Plans to build the renewable energy plant on Shoreham Port were approved by Adur council’s planning committee last Tuesday (May 7). The facility, which will burn vegetable oil and animal fat, could power up to 18,000 homes and start operating by the start of 2015, according to Edgeley Green Power, which is behind the plans.

The station will be built on a one-acre site next to the existing Shoreham Power Station on Fishersgate Terminal.

Shoreham Port’s development director, Peter Davies, said: “We are pleased the project has been given the go ahead.

“It is good for the port and good for jobs.

“The planning authority properly looked into local people’s concerns about the fuel source and possible environmental aspects and found the scheme to be both safe and sustainable. We now look forward to seeing the power station being built.”

Mike Reynolds, Edgeley Green Power’s chief executive, said: “We are delighted our plans for a new renewable power station have been approved by Adur District Council, and we look forward to starting construction by the end of this year and we aim to become fully operational in early 2015.

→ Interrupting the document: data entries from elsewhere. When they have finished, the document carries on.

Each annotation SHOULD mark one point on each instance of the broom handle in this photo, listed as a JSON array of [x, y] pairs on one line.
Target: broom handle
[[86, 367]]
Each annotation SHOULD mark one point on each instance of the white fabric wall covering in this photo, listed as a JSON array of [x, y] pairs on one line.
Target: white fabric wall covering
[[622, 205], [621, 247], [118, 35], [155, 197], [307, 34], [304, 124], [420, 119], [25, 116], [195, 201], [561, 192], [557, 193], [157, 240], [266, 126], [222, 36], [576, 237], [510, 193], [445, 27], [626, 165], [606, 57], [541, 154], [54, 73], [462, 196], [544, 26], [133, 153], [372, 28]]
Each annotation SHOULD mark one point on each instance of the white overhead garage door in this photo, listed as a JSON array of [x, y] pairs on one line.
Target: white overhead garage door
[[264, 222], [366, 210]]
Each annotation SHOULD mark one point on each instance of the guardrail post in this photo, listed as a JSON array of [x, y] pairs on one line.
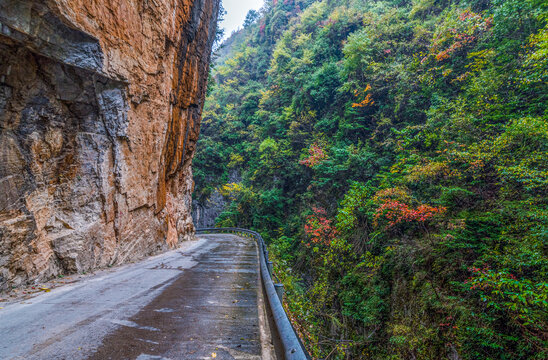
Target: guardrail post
[[280, 291]]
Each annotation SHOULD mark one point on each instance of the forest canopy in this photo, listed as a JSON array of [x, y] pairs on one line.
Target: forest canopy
[[394, 154]]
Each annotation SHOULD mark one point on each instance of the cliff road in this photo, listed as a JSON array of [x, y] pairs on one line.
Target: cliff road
[[202, 301]]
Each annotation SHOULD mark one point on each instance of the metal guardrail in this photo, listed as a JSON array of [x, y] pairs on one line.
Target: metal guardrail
[[293, 349]]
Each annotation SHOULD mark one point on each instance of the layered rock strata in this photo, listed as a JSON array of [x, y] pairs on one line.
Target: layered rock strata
[[100, 105]]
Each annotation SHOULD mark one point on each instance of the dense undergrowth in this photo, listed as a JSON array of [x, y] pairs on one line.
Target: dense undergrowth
[[394, 153]]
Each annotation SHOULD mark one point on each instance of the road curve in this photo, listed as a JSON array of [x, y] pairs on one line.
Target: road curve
[[202, 302]]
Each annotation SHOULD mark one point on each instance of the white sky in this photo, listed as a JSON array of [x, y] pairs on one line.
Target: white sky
[[236, 10]]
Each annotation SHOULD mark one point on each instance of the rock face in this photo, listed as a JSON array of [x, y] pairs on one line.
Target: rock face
[[100, 105]]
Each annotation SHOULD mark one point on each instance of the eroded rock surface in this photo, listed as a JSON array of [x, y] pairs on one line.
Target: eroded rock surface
[[100, 105]]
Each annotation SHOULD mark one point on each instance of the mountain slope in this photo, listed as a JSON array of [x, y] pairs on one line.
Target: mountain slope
[[395, 154]]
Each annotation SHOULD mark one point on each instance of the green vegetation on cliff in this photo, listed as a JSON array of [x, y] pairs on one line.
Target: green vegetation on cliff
[[395, 155]]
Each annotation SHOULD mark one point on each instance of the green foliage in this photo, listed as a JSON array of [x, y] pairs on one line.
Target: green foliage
[[394, 153]]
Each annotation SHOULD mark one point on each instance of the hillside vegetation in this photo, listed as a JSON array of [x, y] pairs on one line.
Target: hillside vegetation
[[394, 154]]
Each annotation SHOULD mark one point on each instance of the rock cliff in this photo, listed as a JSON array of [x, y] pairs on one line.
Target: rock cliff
[[100, 105]]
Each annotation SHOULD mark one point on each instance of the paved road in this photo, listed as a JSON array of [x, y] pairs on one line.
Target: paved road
[[199, 302]]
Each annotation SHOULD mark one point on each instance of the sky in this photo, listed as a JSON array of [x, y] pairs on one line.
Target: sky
[[236, 10]]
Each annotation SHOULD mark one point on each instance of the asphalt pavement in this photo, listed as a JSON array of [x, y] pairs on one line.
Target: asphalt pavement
[[202, 301]]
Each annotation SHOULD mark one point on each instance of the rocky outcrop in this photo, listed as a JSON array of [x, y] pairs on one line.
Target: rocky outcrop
[[100, 105]]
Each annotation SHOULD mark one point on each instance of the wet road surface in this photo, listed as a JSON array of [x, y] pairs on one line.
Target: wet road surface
[[198, 302]]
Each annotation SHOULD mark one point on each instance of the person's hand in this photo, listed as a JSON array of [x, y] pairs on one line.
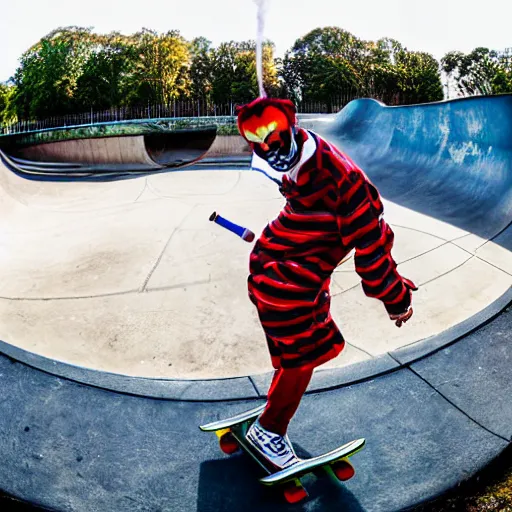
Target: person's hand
[[402, 318]]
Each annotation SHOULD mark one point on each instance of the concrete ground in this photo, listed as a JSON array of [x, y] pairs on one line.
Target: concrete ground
[[131, 277]]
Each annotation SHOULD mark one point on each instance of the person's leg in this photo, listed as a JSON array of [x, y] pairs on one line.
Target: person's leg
[[285, 393]]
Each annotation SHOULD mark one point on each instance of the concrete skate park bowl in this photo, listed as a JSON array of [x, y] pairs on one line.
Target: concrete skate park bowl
[[125, 324]]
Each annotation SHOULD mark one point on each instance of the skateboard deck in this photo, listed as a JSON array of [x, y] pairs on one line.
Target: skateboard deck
[[231, 433]]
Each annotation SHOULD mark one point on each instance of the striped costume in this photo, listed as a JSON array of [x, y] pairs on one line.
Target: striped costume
[[331, 208]]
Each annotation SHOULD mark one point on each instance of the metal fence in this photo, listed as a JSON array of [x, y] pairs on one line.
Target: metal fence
[[175, 109]]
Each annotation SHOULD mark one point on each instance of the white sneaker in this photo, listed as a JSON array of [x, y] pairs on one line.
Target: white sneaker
[[276, 448]]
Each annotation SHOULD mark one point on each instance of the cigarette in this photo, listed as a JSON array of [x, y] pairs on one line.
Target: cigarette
[[244, 233]]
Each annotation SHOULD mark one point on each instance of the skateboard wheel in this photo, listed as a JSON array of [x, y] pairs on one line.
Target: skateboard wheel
[[343, 470], [228, 443], [294, 493]]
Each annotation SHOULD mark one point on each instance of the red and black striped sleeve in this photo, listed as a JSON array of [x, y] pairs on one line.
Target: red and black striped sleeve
[[363, 228]]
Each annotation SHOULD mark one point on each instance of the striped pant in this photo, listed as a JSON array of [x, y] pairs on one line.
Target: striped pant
[[290, 274]]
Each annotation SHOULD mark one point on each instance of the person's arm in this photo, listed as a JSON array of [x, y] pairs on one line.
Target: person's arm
[[363, 227]]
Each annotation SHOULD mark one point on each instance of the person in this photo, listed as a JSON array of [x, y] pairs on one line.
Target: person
[[331, 209]]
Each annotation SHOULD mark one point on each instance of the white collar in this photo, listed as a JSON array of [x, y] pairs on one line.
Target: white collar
[[308, 150]]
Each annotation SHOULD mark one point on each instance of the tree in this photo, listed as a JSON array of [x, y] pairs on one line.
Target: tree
[[160, 73], [103, 82], [419, 78], [473, 73], [7, 107], [323, 64], [46, 80]]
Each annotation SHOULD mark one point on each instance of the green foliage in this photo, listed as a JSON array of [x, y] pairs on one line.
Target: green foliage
[[46, 81], [74, 70], [327, 62], [481, 71], [7, 107]]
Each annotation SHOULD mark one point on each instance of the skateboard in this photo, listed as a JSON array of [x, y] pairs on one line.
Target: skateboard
[[231, 436]]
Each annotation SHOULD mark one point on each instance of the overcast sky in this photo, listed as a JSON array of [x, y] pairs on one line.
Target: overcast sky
[[435, 26]]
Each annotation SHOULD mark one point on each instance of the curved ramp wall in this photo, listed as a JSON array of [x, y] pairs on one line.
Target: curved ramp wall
[[451, 160]]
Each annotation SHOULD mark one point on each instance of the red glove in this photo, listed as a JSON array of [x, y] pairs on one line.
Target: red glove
[[402, 318]]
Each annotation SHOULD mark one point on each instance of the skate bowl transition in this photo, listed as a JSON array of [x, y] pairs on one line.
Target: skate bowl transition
[[125, 321]]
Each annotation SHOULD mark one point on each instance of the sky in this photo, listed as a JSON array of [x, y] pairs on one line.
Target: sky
[[434, 26]]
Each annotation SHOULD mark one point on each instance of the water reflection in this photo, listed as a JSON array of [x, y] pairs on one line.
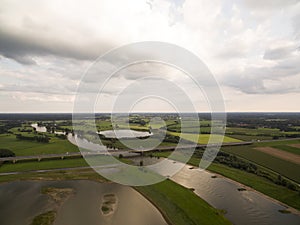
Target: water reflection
[[21, 201]]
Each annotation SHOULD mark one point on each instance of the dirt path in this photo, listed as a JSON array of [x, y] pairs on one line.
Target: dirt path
[[280, 154]]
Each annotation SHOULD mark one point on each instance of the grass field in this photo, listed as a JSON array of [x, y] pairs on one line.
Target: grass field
[[202, 138], [261, 184], [42, 165], [283, 167], [181, 206], [26, 147]]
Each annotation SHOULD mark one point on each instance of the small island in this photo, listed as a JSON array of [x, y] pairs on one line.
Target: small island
[[109, 204]]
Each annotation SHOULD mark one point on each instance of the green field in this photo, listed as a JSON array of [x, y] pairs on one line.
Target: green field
[[261, 184], [283, 167], [181, 206], [26, 147], [202, 138], [42, 165]]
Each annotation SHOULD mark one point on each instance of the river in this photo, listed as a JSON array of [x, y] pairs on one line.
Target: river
[[21, 201], [242, 207]]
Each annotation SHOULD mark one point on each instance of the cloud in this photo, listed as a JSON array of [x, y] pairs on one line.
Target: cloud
[[268, 4], [251, 46]]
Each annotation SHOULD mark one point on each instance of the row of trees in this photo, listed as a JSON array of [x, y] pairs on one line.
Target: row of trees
[[6, 153], [238, 163], [39, 138]]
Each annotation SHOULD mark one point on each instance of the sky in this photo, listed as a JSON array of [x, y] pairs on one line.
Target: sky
[[252, 48]]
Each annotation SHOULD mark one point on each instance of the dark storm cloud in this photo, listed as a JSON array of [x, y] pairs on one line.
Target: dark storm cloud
[[22, 47]]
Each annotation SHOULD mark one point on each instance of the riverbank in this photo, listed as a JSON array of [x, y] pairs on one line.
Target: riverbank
[[180, 205]]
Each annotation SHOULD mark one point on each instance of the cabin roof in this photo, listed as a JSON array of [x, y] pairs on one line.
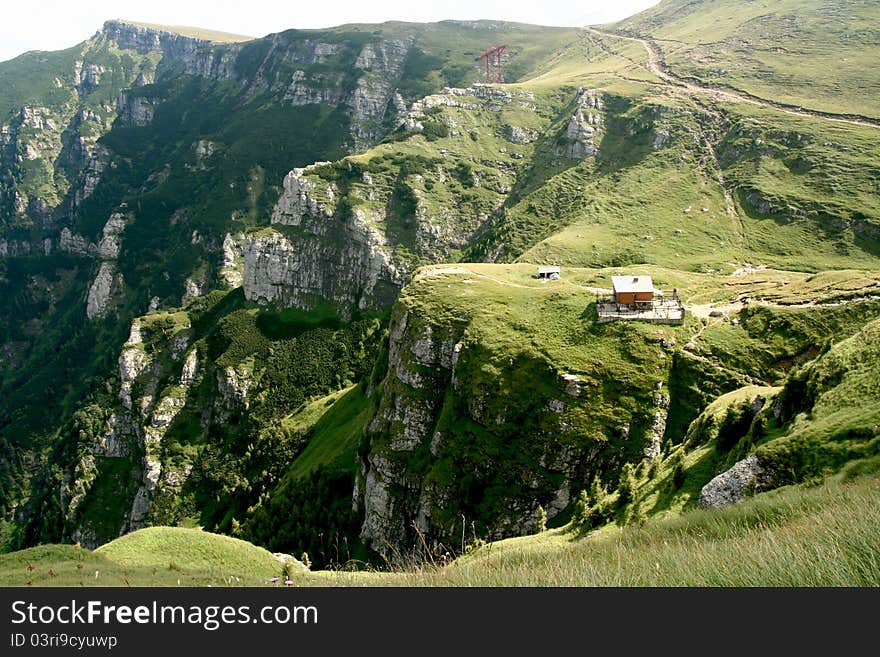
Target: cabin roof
[[632, 284]]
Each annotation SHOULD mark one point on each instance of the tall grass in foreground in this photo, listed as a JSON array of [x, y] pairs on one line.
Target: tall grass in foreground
[[828, 536]]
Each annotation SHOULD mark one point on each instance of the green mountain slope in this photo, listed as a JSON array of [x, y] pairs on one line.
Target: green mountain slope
[[810, 53], [390, 376]]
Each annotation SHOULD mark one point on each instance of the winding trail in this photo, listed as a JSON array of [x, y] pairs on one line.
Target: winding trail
[[657, 66]]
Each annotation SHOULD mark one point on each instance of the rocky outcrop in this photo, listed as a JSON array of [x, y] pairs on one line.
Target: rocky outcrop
[[439, 424], [584, 127], [232, 264], [381, 64], [745, 478], [136, 110], [347, 262], [100, 290], [195, 56]]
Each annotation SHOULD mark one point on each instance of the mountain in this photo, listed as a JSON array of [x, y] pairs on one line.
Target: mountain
[[283, 288]]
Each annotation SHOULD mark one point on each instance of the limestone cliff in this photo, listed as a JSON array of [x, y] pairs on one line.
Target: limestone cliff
[[469, 432]]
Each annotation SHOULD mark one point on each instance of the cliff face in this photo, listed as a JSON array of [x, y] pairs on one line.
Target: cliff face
[[470, 429], [316, 257], [352, 232]]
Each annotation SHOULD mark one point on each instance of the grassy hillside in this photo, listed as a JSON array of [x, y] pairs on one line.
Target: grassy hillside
[[159, 556], [495, 394], [772, 540], [776, 49]]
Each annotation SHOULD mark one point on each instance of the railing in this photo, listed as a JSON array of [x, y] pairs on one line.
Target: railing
[[661, 310]]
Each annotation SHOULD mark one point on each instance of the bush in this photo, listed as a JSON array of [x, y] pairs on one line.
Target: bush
[[541, 520], [580, 514]]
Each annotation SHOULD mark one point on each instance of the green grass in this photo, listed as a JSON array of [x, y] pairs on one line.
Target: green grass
[[157, 556], [776, 49], [172, 547], [792, 537], [788, 538], [193, 32], [336, 423]]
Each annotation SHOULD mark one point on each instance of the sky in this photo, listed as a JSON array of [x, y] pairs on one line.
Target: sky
[[59, 24]]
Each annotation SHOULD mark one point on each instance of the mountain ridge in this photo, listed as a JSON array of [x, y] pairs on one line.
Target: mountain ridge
[[197, 263]]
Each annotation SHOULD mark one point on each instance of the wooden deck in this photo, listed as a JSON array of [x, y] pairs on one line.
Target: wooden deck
[[660, 311]]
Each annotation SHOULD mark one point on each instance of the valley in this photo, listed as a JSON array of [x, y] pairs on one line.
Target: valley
[[284, 290]]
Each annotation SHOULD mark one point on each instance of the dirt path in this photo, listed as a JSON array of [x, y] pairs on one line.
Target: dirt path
[[657, 66]]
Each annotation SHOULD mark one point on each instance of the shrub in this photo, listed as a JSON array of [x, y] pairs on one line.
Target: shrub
[[541, 520]]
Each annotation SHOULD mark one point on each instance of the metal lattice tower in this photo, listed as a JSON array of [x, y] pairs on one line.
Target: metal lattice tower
[[493, 63]]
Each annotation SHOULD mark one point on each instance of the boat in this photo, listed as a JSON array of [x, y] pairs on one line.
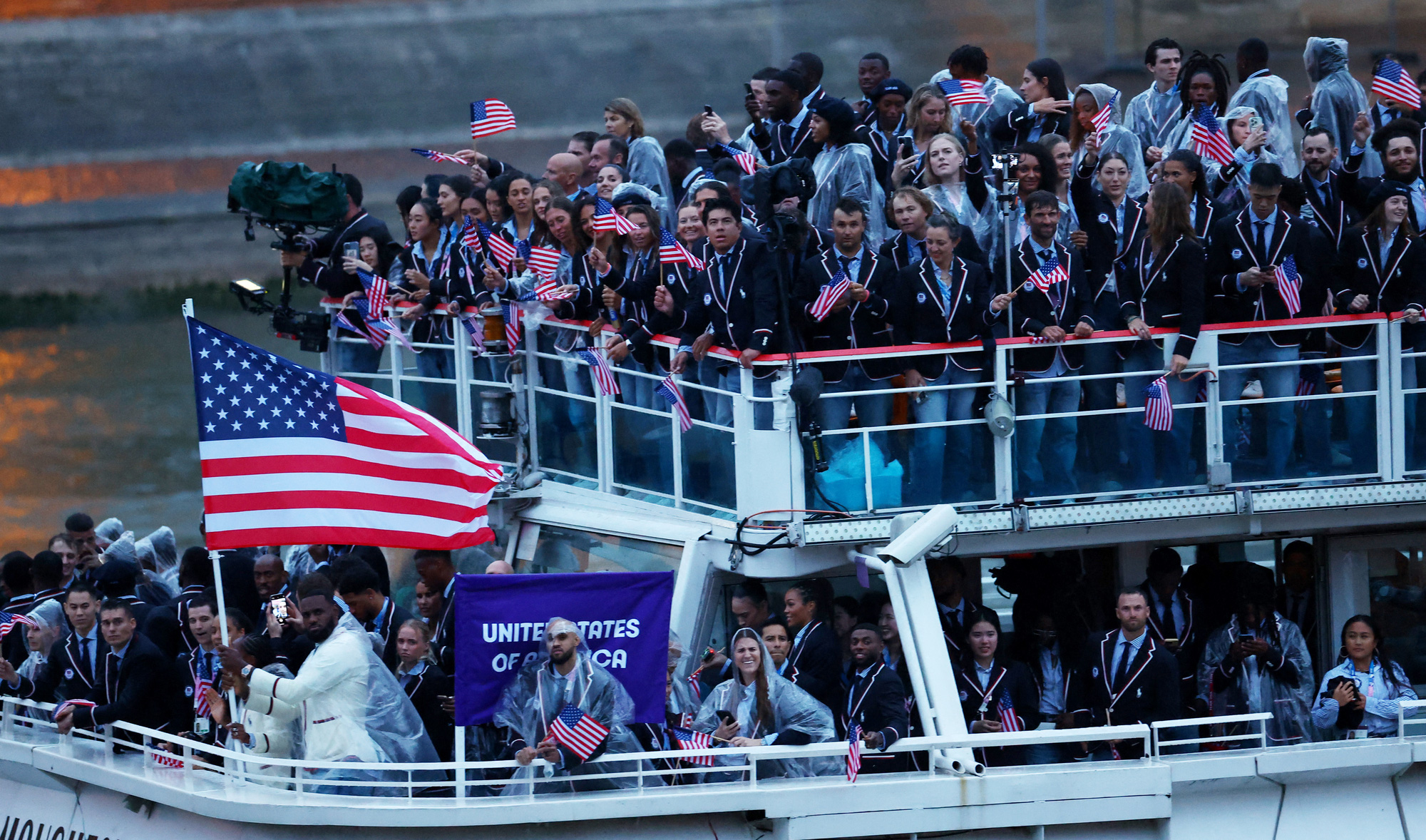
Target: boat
[[575, 506]]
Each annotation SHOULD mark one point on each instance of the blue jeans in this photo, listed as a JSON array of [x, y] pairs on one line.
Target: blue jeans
[[1281, 381], [438, 397], [1150, 450], [1046, 449], [1361, 411], [873, 410], [928, 474]]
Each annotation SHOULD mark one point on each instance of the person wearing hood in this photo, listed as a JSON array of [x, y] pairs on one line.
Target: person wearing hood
[[1384, 272], [759, 708], [972, 63], [1267, 95], [1090, 101], [567, 680], [883, 126], [1337, 98], [843, 169], [1153, 113], [645, 163]]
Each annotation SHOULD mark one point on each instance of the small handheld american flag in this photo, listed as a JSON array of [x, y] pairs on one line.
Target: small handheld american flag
[[600, 367], [578, 732], [829, 296], [1209, 138], [543, 262], [1102, 119], [853, 751], [608, 220], [670, 390], [440, 156], [742, 159], [1052, 273], [694, 741], [497, 247], [671, 250], [1391, 82], [490, 118], [513, 326], [1009, 721], [1290, 285], [11, 621], [965, 92], [1159, 409]]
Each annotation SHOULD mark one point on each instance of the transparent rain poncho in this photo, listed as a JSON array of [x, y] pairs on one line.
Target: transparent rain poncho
[[109, 531], [1256, 690], [794, 710], [1337, 98], [1117, 139], [1267, 96], [534, 701]]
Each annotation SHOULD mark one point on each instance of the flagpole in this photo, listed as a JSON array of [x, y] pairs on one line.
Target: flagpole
[[217, 583]]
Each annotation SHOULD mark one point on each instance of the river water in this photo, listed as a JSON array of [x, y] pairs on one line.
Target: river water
[[98, 410]]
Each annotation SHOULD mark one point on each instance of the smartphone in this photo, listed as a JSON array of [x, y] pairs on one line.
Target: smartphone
[[279, 604]]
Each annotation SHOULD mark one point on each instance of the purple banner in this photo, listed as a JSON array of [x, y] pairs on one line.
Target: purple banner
[[500, 627]]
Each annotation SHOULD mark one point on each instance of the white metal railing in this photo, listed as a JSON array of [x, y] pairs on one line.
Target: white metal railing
[[638, 449]]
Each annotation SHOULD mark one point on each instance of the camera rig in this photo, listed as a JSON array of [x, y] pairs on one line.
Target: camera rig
[[310, 330]]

“Projects such as this are important because they contribute to the security of energy supply and will create local jobs.”

Edgeley said the plant will generate approximately 32 mega watts of renewable electricity, which it said would be more than enough for the whole of Shoreham, Southwick and Portslade.

The power station is expected to bring 20 permanent jobs, including an apprenticeship scheme, and staff will be recruited from the area, where possible.

Edgeley estimates more than 70 temporary jobs will be created during construction, but there will be no more than 20 workers on site at any one time.

The company still has to apply for an environmental permit from the Environment Agency, which will set limits for emissions and noise, which are monitored closely.